Arguably, when architectural historian, author and restoration expert Ted Wells bought the home for a smidge under $2 million in 2005, he never dreamed it would take nine years to restore the early Craftsman-styled house. The architecture for the house – more commonly referred to as the Reeve-Townsend home – is seen as a first example of period work that the Greene brothers later refined with the more famous Gamble House designed for David and Mary Gamble of the Procter & Gamble Co.
“I want to continue their legacy,” said Wells, a Laguna Beach resident. “I try to restore stuff.”
His résumé is like a Who’s Who list, including a Frank Lloyd Wright home.
He first laid eyes on the house in 1987, when he was attending the wedding of friends along Country Club Drive.
“It was a rainy day,” he recalled. “I drove past this house and remember how dark it looked."
To improve the curb appeal, first projects were cutting down huge ficus trees and removing steel bars over windows. A color palate reflective of early 20th century colors was pulled from a book that is oftentimes used to display colors found in nature, called Munsell’s color book. Inside walls and ceilings have been painted soft hues of blue, green and tan.

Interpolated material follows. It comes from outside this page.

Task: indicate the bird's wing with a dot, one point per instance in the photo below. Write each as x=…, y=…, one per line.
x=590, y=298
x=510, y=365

The Gamble House was done in 1908, but the Reeve-Townsend home was completed four years earlier. It was built on Ocean Boulevard but moved twice before finding its current spot at 4260 Country Club Drive in 1923.
It was originally commissioned by Jennie Reeve in 1903 and represents one of the first residences for which the Greene architects pursued a comprehensive approach to design that encompassed furn ture, lighting fixtures and the look of the house itself, Wells said.

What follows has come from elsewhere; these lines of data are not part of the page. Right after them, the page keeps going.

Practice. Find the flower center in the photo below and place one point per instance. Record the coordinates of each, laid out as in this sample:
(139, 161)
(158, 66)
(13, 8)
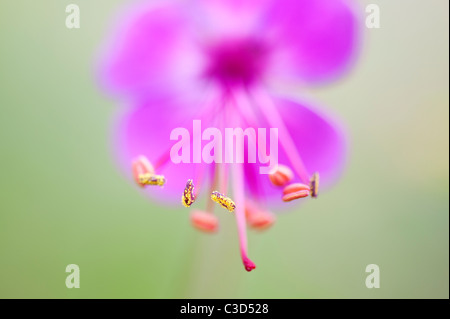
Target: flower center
(237, 62)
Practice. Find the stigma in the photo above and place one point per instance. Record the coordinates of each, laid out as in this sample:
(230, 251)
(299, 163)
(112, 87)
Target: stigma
(223, 201)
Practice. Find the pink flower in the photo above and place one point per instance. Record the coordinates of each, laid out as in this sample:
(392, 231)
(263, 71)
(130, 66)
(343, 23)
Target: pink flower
(223, 62)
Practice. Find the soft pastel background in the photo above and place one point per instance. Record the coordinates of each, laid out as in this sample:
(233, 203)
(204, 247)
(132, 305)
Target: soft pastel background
(64, 201)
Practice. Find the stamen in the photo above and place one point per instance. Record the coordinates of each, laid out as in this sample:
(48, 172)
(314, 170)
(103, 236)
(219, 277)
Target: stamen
(314, 185)
(281, 175)
(204, 221)
(141, 166)
(150, 179)
(295, 191)
(257, 218)
(188, 197)
(238, 187)
(224, 201)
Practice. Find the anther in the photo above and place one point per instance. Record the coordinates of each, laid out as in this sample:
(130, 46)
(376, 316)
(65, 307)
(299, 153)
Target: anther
(141, 166)
(295, 191)
(224, 201)
(204, 221)
(188, 197)
(281, 175)
(257, 218)
(314, 185)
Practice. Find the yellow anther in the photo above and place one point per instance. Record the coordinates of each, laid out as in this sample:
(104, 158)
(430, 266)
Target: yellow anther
(224, 201)
(314, 185)
(188, 197)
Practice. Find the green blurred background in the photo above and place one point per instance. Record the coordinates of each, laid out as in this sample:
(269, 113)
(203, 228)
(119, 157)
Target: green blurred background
(64, 201)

In historical accounts, Reeve was described as a progressive businesswoman in real estate and investments, a civic leader and the founder of the Long Beach Public Library. When Reeve died in 1911, the house was moved to Third Street and Cedar Avenue, where it sat on blocks until 1917.
That’s when V. Ray Townsend, a doctor, recognized its value and snatched it up. He had one of the Greene brothers supervise the home’s move to the Virginia Country Club location, rolling it up Pacific Avenue from downtown.

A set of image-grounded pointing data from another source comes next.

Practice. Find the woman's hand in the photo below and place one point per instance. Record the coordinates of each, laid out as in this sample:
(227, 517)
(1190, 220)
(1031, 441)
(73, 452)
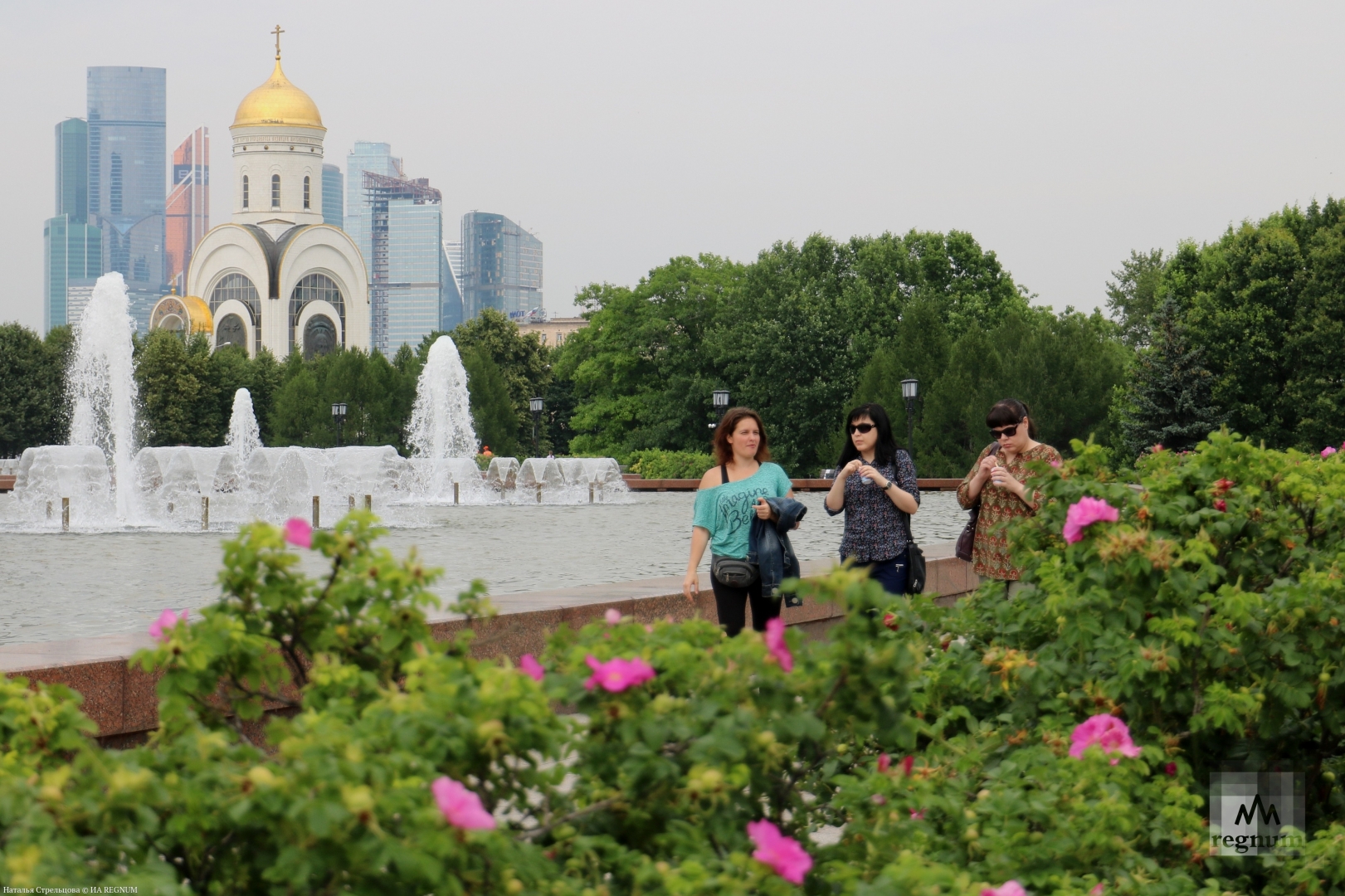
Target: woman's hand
(692, 584)
(873, 476)
(1005, 480)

Over the years, the home fell into disrepair. A jungle grew up around it, and some of the wood became dinged and worn-looking and didn’t match original designs. Some restoration was completed before Wells came along.
When Wells bought it, he hired contractors and landscapers to make over the home by relying on original drawings and scraps of paper that the Greene brothers used to scribble out the design. The Greene records were originally found in a garage in the San Fernando Valley some years back and donated to the Avery Architectural and Fine Arts Library with Columbia University, which is where Wells combed through boxes to begin his restoration project. He had the swimming pool filled in with dirt, and he bought rare Port Orford cedar for paneling and other numerous interior projects. Some of the home’s notable features include the installation of an underground grid of water lines that feeds vegetation with tiny droplets of water, a rose garden added to reflect an original one, re-porcelainized bathtubs and 7,000-pound oak trees lifted into the front lawn.
Wells, who was born in Bixby Knolls, said he hopes to wrap up work on the National Register of Historic Places-listed home later this year. Wells doesn’t live in the house, but a caretaker does while restoration work is underway. A mattress has been tossed down on the second floor.
“I like this jewel,” Wells said.
He hasn’t yet figured out future plans for the house.